Morador desde a década dos pioneiros, Francisco Claudio Macedo, o Chico, deixa sua contribuição para a história de Castanheira
Nas próximas horas, Castanheira se despede de Francisco Claudio Macedo, 51 anos — o Chico. E quando uma cidade pequena se despede de alguém assim, não é apenas uma família que chora. É uma história que se fecha. É um capítulo da própria comunidade que silencia.
Sua trajetória começou longe dali, em Araripe, no coração do Ceará. De lá saiu com os irmãos — oito ao todo — movido pela esperança que sempre acompanha quem parte. Como escreveu Guimarães Rosa, “o real não está na saída nem na chegada: ele se dispõe para a gente é no meio da travessia”. E Chico viveu intensamente essa travessia.
No final de 1987, pouco antes da emancipação do município que aprenderia a chamar de lar, fincou os pés em Castanheira ao lado dos pais, Nicolau e Lola. Vieram atraídos pelas boas novas trazidas por um tio, Vitor Claudio Macedo.
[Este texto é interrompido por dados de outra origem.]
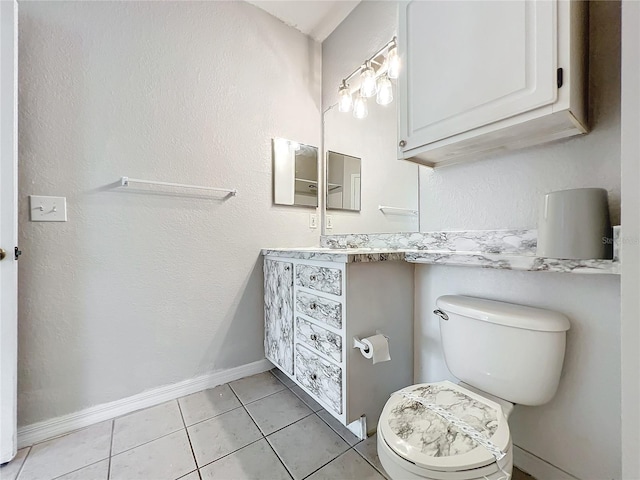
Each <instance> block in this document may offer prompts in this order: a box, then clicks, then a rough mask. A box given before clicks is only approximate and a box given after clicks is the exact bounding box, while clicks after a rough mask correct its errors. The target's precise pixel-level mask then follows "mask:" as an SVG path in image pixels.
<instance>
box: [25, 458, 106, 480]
mask: <svg viewBox="0 0 640 480" xmlns="http://www.w3.org/2000/svg"><path fill="white" fill-rule="evenodd" d="M105 460H108V459H107V458H103V459H102V460H98V461H97V462H92V463H89V464H88V465H83V466H82V467H80V468H76V469H75V470H71V471H70V472H66V473H62V474H60V475H58V476H57V477H54V478H53V479H52V480H57V479H58V478H62V477H64V476H65V475H69V474H71V473H76V472H79V471H80V470H82V469H83V468H87V467H92V466H93V465H96V464H98V463H100V462H104V461H105ZM16 480H17V479H16ZM107 480H109V477H108V476H107Z"/></svg>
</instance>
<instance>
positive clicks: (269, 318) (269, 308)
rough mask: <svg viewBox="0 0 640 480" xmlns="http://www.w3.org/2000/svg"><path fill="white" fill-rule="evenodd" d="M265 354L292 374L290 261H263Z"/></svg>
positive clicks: (292, 312) (292, 307) (291, 273)
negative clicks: (263, 279)
mask: <svg viewBox="0 0 640 480" xmlns="http://www.w3.org/2000/svg"><path fill="white" fill-rule="evenodd" d="M264 354H265V356H266V357H267V358H268V359H269V360H271V361H272V362H273V363H275V364H276V365H277V366H278V367H280V368H282V369H283V370H284V371H285V372H286V373H288V374H290V375H293V264H292V263H289V262H281V261H276V260H270V259H265V261H264Z"/></svg>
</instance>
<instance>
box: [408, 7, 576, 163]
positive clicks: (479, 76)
mask: <svg viewBox="0 0 640 480" xmlns="http://www.w3.org/2000/svg"><path fill="white" fill-rule="evenodd" d="M586 8H587V2H573V1H568V0H560V1H557V0H529V1H509V2H504V1H460V2H458V1H456V2H452V1H429V2H421V1H413V2H406V3H402V4H401V5H400V28H399V50H400V53H401V56H402V60H403V70H402V73H401V77H400V109H399V111H400V121H399V128H400V135H399V141H400V143H399V147H398V148H399V158H402V159H407V160H413V161H416V162H418V163H421V164H424V165H428V166H443V165H449V164H452V163H458V162H462V161H468V160H474V159H477V158H480V157H483V156H487V155H489V154H493V153H496V152H500V151H505V150H513V149H517V148H522V147H525V146H530V145H535V144H540V143H545V142H549V141H552V140H556V139H559V138H564V137H568V136H571V135H577V134H582V133H586V132H587V128H586V108H585V88H584V83H585V79H586V71H585V66H586V48H585V46H586V28H585V27H586Z"/></svg>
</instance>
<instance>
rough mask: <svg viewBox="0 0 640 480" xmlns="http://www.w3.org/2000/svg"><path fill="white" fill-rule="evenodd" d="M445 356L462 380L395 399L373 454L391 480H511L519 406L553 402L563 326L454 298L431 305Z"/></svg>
mask: <svg viewBox="0 0 640 480" xmlns="http://www.w3.org/2000/svg"><path fill="white" fill-rule="evenodd" d="M436 305H437V307H438V308H437V309H436V310H435V311H434V313H435V314H436V315H438V316H439V317H440V335H441V340H442V349H443V353H444V357H445V361H446V363H447V367H448V369H449V371H450V372H451V373H452V374H453V375H454V376H455V377H457V378H459V379H460V380H461V383H459V384H455V383H452V382H449V381H442V382H435V383H422V384H417V385H411V386H409V387H406V388H403V389H402V390H399V391H398V392H395V393H394V394H393V395H391V398H390V399H389V400H388V401H387V403H386V405H385V406H384V409H383V411H382V413H381V415H380V418H379V420H378V429H377V433H378V438H377V448H378V456H379V457H380V461H381V463H382V466H383V467H384V469H385V470H386V471H387V473H388V475H389V477H390V478H391V479H392V480H431V479H432V480H509V479H510V478H511V472H512V470H513V448H512V442H511V434H510V431H509V424H508V420H509V416H510V415H511V412H512V410H513V407H514V404H515V403H520V404H523V405H529V406H536V405H543V404H545V403H547V402H548V401H549V400H551V398H553V396H554V395H555V393H556V390H557V388H558V383H559V381H560V373H561V370H562V364H563V361H564V352H565V341H566V331H567V330H568V329H569V320H568V319H567V318H566V317H565V316H564V315H562V314H560V313H558V312H552V311H549V310H542V309H537V308H532V307H527V306H522V305H513V304H508V303H503V302H496V301H492V300H485V299H479V298H472V297H463V296H457V295H446V296H443V297H440V298H438V300H437V301H436Z"/></svg>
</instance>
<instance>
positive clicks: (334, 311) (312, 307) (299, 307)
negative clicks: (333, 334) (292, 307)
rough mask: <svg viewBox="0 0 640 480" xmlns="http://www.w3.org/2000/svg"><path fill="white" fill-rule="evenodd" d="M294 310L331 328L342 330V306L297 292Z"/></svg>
mask: <svg viewBox="0 0 640 480" xmlns="http://www.w3.org/2000/svg"><path fill="white" fill-rule="evenodd" d="M296 310H298V312H300V313H304V314H305V315H309V316H310V317H311V318H314V319H316V320H318V321H320V322H324V323H326V324H327V325H331V326H332V327H336V328H342V304H341V303H340V302H336V301H334V300H329V299H328V298H323V297H318V296H317V295H313V294H311V293H304V292H297V294H296Z"/></svg>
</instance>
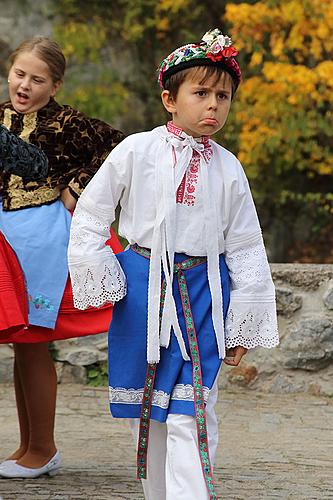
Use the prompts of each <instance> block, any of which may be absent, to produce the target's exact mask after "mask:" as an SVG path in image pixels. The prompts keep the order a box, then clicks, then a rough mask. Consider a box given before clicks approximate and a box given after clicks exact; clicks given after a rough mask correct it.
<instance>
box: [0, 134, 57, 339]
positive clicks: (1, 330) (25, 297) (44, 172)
mask: <svg viewBox="0 0 333 500" xmlns="http://www.w3.org/2000/svg"><path fill="white" fill-rule="evenodd" d="M47 169H48V161H47V157H46V155H45V153H43V151H42V150H41V149H39V148H37V147H36V146H34V145H33V144H27V143H26V142H24V141H22V139H20V138H19V137H17V136H16V135H15V134H13V133H12V132H10V131H9V130H7V129H6V127H4V126H3V125H1V124H0V175H1V174H2V173H3V172H10V173H12V174H15V175H19V176H21V177H23V178H25V179H30V180H39V179H42V178H43V177H45V176H46V175H47ZM0 311H1V313H0V339H1V340H0V341H1V342H4V341H10V339H11V335H12V334H13V333H14V332H16V331H20V330H22V328H24V327H25V326H27V324H28V301H27V293H26V289H25V282H24V278H23V275H22V270H21V267H20V264H19V262H18V260H17V258H16V255H15V252H14V251H13V249H12V248H11V247H10V245H9V244H8V243H7V241H6V239H5V237H4V235H3V234H2V233H1V232H0Z"/></svg>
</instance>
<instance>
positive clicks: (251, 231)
mask: <svg viewBox="0 0 333 500" xmlns="http://www.w3.org/2000/svg"><path fill="white" fill-rule="evenodd" d="M236 166H237V169H238V180H237V182H233V184H232V189H231V203H230V214H229V225H228V227H227V229H226V231H225V259H226V264H227V267H228V269H229V275H230V283H231V291H230V304H229V309H228V314H227V318H226V324H225V331H226V346H227V348H231V347H235V346H243V347H246V348H253V347H257V346H262V347H274V346H276V345H277V344H278V343H279V335H278V328H277V314H276V303H275V287H274V283H273V280H272V276H271V272H270V267H269V264H268V260H267V255H266V250H265V246H264V242H263V238H262V233H261V228H260V224H259V220H258V216H257V212H256V209H255V205H254V202H253V199H252V195H251V191H250V188H249V184H248V181H247V179H246V176H245V173H244V171H243V169H242V166H241V165H240V163H239V162H238V161H237V164H236Z"/></svg>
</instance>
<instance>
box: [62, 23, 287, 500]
mask: <svg viewBox="0 0 333 500" xmlns="http://www.w3.org/2000/svg"><path fill="white" fill-rule="evenodd" d="M236 55H237V51H236V50H235V49H234V48H233V47H232V45H231V40H230V38H229V37H228V36H224V35H222V33H221V32H220V31H219V30H218V29H215V30H212V31H210V32H208V33H206V34H205V35H204V37H203V39H202V40H201V42H199V43H193V44H192V43H191V44H188V45H185V46H182V47H180V48H178V49H176V50H175V51H174V52H172V53H171V54H170V55H169V56H168V57H167V58H166V59H164V61H163V62H162V64H161V65H160V68H159V83H160V85H161V87H162V94H161V97H162V102H163V105H164V107H165V108H166V110H167V111H168V112H169V113H170V114H171V115H172V121H170V122H169V123H167V124H166V125H163V126H160V127H157V128H155V129H153V130H151V131H148V132H143V133H138V134H134V135H131V136H129V137H127V138H126V139H125V140H124V141H123V142H122V143H121V144H120V145H119V146H117V147H116V148H115V149H114V150H113V151H112V152H111V154H110V155H109V157H108V158H107V159H106V161H105V162H104V164H103V165H102V167H101V168H100V170H99V171H98V172H97V174H96V175H95V176H94V178H93V180H92V181H91V182H90V183H89V185H88V187H87V188H86V189H85V190H84V192H83V194H82V195H81V197H80V200H79V202H78V204H77V207H76V210H75V213H74V219H73V224H72V228H71V240H70V245H69V268H70V274H71V280H72V284H73V295H74V304H75V306H76V307H78V308H80V309H84V308H86V307H89V306H90V305H96V304H99V305H103V304H104V303H105V302H112V301H117V303H116V305H115V307H114V313H113V319H112V323H111V325H112V326H111V329H110V332H109V394H110V408H111V413H112V415H113V416H114V417H119V418H130V419H132V429H133V433H134V434H135V435H137V436H138V448H137V468H138V477H140V478H141V479H142V480H143V487H144V491H145V496H146V498H147V499H149V500H162V499H163V500H164V499H167V500H174V499H177V500H178V499H179V500H180V499H181V500H194V499H196V500H204V499H206V498H217V494H216V489H215V485H214V479H213V473H212V464H213V462H214V456H215V451H216V446H217V425H216V424H217V422H216V417H215V413H214V404H215V402H216V398H217V377H218V373H219V370H220V366H221V362H222V361H223V362H225V363H226V364H229V365H234V366H235V365H237V364H238V363H239V361H240V359H241V358H242V356H243V355H244V354H245V353H246V351H247V349H249V348H253V347H256V346H264V347H273V346H276V345H277V344H278V332H277V321H276V307H275V291H274V285H273V282H272V279H271V274H270V269H269V265H268V262H267V257H266V252H265V248H264V244H263V239H262V235H261V229H260V225H259V222H258V218H257V214H256V210H255V207H254V203H253V200H252V196H251V192H250V189H249V185H248V182H247V179H246V177H245V174H244V172H243V169H242V167H241V165H240V163H239V161H238V160H237V159H236V158H235V156H234V155H233V154H232V153H230V152H229V151H227V150H226V149H225V148H223V147H222V146H220V145H218V144H217V143H216V142H214V141H213V140H212V139H211V136H212V135H213V134H214V133H216V132H217V131H218V130H220V129H221V128H222V127H223V126H224V124H225V122H226V119H227V116H228V113H229V109H230V105H231V101H232V98H233V96H234V93H235V91H236V89H237V87H238V85H239V83H240V78H241V74H240V69H239V66H238V63H237V61H236V59H235V56H236ZM118 203H120V208H121V211H120V219H119V232H120V234H122V235H123V236H124V237H125V238H126V239H127V240H128V241H129V243H130V248H129V249H128V250H126V251H125V252H123V253H120V254H118V255H117V257H115V255H113V254H112V251H111V249H109V248H107V247H105V240H106V239H107V236H108V235H107V231H108V227H109V225H110V223H111V222H112V221H113V220H114V218H115V208H116V206H117V204H118ZM148 442H149V445H148Z"/></svg>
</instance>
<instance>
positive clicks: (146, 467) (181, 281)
mask: <svg viewBox="0 0 333 500" xmlns="http://www.w3.org/2000/svg"><path fill="white" fill-rule="evenodd" d="M131 248H132V250H134V251H135V252H136V253H138V254H139V255H142V256H143V257H145V258H146V259H147V258H150V250H149V249H146V248H141V247H139V246H138V245H136V244H135V245H132V246H131ZM204 261H206V258H205V257H190V258H188V259H186V260H184V261H182V262H179V263H176V264H174V268H173V269H174V273H175V274H177V277H178V285H179V291H180V296H181V300H182V308H183V314H184V319H185V325H186V333H187V337H188V342H189V345H190V353H191V359H192V377H193V389H194V408H195V415H196V427H197V435H198V445H199V453H200V462H201V467H202V471H203V474H204V478H205V481H206V485H207V488H208V492H209V498H210V499H214V500H217V495H216V491H215V484H214V477H213V470H212V466H211V462H210V458H209V449H208V435H207V423H206V410H205V402H204V393H203V385H202V373H201V365H200V354H199V346H198V340H197V335H196V331H195V327H194V321H193V316H192V310H191V304H190V297H189V294H188V289H187V285H186V278H185V274H184V271H186V270H187V269H191V268H193V267H195V266H198V265H200V264H202V263H203V262H204ZM165 292H166V284H165V281H163V284H162V290H161V302H160V305H161V307H160V310H161V312H162V310H163V305H164V300H165ZM156 367H157V363H155V364H152V363H150V364H148V368H147V375H146V382H145V388H144V394H143V400H142V409H141V417H140V428H139V440H138V452H137V477H138V478H139V479H146V477H147V453H148V441H149V423H150V411H151V403H152V394H153V387H154V380H155V375H156Z"/></svg>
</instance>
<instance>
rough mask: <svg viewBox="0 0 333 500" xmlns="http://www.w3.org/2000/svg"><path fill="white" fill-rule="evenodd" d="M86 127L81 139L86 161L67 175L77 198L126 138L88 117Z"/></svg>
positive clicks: (80, 146) (85, 120) (68, 182)
mask: <svg viewBox="0 0 333 500" xmlns="http://www.w3.org/2000/svg"><path fill="white" fill-rule="evenodd" d="M84 125H85V130H84V134H82V135H81V137H80V149H81V154H82V150H84V159H83V161H82V162H81V163H80V164H78V166H77V168H76V169H73V170H72V171H70V172H69V173H68V174H69V175H68V174H67V179H68V180H67V185H68V186H69V188H70V191H71V193H72V194H73V196H75V197H76V198H78V197H79V196H80V194H81V193H82V191H83V190H84V188H85V187H86V186H87V184H88V182H89V181H90V180H91V179H92V177H93V176H94V175H95V173H96V172H97V170H98V169H99V168H100V166H101V165H102V164H103V162H104V160H105V159H106V158H107V156H108V155H109V154H110V152H111V151H112V149H113V148H114V147H115V146H117V144H119V143H120V142H121V141H122V140H123V139H124V137H125V136H124V134H123V133H122V132H120V131H119V130H117V129H114V128H113V127H112V126H111V125H109V124H107V123H105V122H103V121H101V120H98V119H95V118H87V117H86V120H85V123H84ZM81 130H82V124H81Z"/></svg>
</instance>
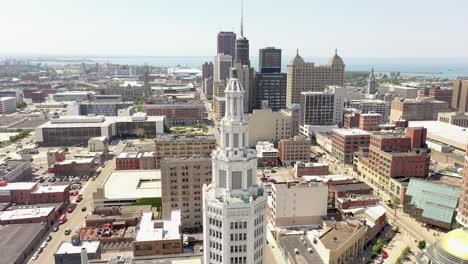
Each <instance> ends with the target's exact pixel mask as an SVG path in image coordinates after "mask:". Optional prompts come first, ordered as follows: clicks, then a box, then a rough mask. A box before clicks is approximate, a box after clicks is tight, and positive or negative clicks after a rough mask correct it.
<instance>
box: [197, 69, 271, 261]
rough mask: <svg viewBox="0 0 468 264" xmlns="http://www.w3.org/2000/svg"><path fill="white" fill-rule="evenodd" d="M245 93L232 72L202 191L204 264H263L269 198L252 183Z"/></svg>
mask: <svg viewBox="0 0 468 264" xmlns="http://www.w3.org/2000/svg"><path fill="white" fill-rule="evenodd" d="M244 92H245V91H244V88H243V87H242V83H241V82H240V81H239V80H238V79H237V72H236V71H235V70H234V71H233V73H232V78H231V80H230V81H229V83H228V85H227V86H226V90H225V98H226V111H225V116H224V118H223V119H222V120H221V125H220V137H221V144H220V146H219V147H218V148H217V149H216V150H215V151H214V152H213V154H212V163H213V170H212V172H213V177H212V179H213V182H212V183H211V184H210V185H208V186H207V185H206V184H205V185H204V186H203V227H204V228H203V243H204V248H203V251H204V253H203V254H204V263H216V264H221V263H239V264H241V263H242V264H247V263H249V264H250V263H252V264H262V263H265V261H264V248H265V243H266V216H265V210H266V206H267V196H266V192H264V190H263V188H261V187H259V186H258V185H257V183H256V179H255V178H256V171H257V157H256V151H255V150H253V149H249V148H248V139H249V134H248V132H249V131H248V122H247V119H246V117H245V116H244V109H243V108H244V104H243V101H244Z"/></svg>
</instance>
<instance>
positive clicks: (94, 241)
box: [55, 241, 101, 254]
mask: <svg viewBox="0 0 468 264" xmlns="http://www.w3.org/2000/svg"><path fill="white" fill-rule="evenodd" d="M100 245H101V242H99V241H81V243H80V245H78V246H75V245H73V244H72V243H71V242H68V241H63V242H62V243H61V244H60V246H59V247H58V248H57V251H56V252H55V254H79V253H81V249H82V248H86V251H87V252H88V254H89V253H96V252H97V251H98V249H99V246H100Z"/></svg>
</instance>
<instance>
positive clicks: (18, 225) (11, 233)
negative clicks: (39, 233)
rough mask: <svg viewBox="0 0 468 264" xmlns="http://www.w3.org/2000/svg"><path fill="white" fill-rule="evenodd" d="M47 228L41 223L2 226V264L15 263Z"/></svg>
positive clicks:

Como tantos pioneiros, chegaram com coragem e fé — os dois combustíveis de quem constrói futuro em terra nova.
Aqui, Chico trabalhou na Rezzieri, na Prefeitura e como autônomo. Mas mais do que os cargos, ficou sua postura. Sempre disposto, tinha uma frase que virou marca registrada: “vou resolver”. Seu irmão, José Claudio Macedo, o Zezinho da Eletrônica, conta que essa era sua resposta quase automática diante de qualquer problema.
Talvez por isso o amigo e vizinho de quase duas décadas, Dener Basilio, recorra à expressão popular que o resume: “pau para toda obra”. Chico se fez no trabalho, na amizade, na disposição permanente de ajudar. Fez-se no cotidiano simples, que é onde mora a grandeza verdadeira.
Tinha suas paixões. Como sete dos oito irmãos, torcia pelo Clube de Regatas do Flamengo — “o outro era vascaíno”, brinca Zezinho, como se até na rivalidade houvesse laço. Gostava de pesca — as fotografias revisitadas por amigos e familiares revelam isso com nitidez — e não recusava um bom jogo de baralho. Pequenos prazeres que constroem memórias grandes.
Na Casa da Saudade, onde seu corpo é velado, a frase de Rogério Graeff ecoa como síntese: “era um bom parceiro, tinha amizade com todos”. E amizade universal não se improvisa; se constrói com caráter.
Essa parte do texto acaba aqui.